O acaso (diferença, alteridade etc.), clinâmen no entremeio [(beAMONGtween(?!)] do não-ser, cria a terceira margem dum rio cujo nome é Tempo.
Acho tão engraçado que vem falar de amor livre e cita Maria de Lacerda Moura como referência para tentar justificar essas relações “modernas”. Esquecem que Maria de Lacerda (a quem admiro muito e sempre leio seus textos) nasceu e foi criada no interior de Minas Gerais no início do século passado. Mais conservador impossível. Lacerda reivindicava a liberdade da mulher amar quem ela quisesse (lembrando que naquela época mulheres eram obrigadas a casar jovens, na maioria das vezes sem estudo, e “amar um único homem pro resto da vida). Chega a ser desonesto citar pensadora tão brilhante de forma tão distorcida. Concordo com quem disse: “uma guinada de 360 graus: a grande inovação da construção de relacionamentos iguais aos monogâmicos, mas com a participação de 3 pessoas ou mais”. Tenho debatido essa temática com meu companheiro que insiste em me provar que é o melhor caminho. Em todos os seus argumentos só vejo individualismos berrantes e machismos inconscientes. Não caio nessa… respeito quem tenta, mas não tem nada de novo, a não ser mais sexo com mais pessoas, ou relações superficiais. Mas sério… mais cuidado ao usar Maria de Lacerda Moura nessas análises. Continuei a leitura, só por desencargo de consciência, pois pra mim, uma premissa comprometida, compromete todo o resto. Só minha percepção mesmo.. abraços a todos
Consigo entender as palavras do grupo em direção à Camila. Percebo uma enervação nos participantes ao citar as manifestações ou livres opiniões da Camila sobre o pensamento dos integrantes dessa discussão.O tema do amor e do amor livre é polêmico,mas nesse caso devería ser manifestação e conhecimento.Analisar é algo que acontece.

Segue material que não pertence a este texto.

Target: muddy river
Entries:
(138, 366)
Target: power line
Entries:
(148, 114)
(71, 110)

Conhecer é melhor. Saber o que paira nos relacionamentos é interessante e é matéria educacional.O amor ideal é o que está fora de propósito e inalcançavel, seja ele homo ou hetero, monogamico,poli, dual.tete a tete, um homem e uma mulher, sacanas ou legais.Sí, Só. Participando Agora, Já.
Muito feliz em saber que há tanta mais pessoas interessadas nessa discussão, texto muito bom, comentários igualmente aproveitáveis. Obrigado a todos por nos ajudarem a pensar!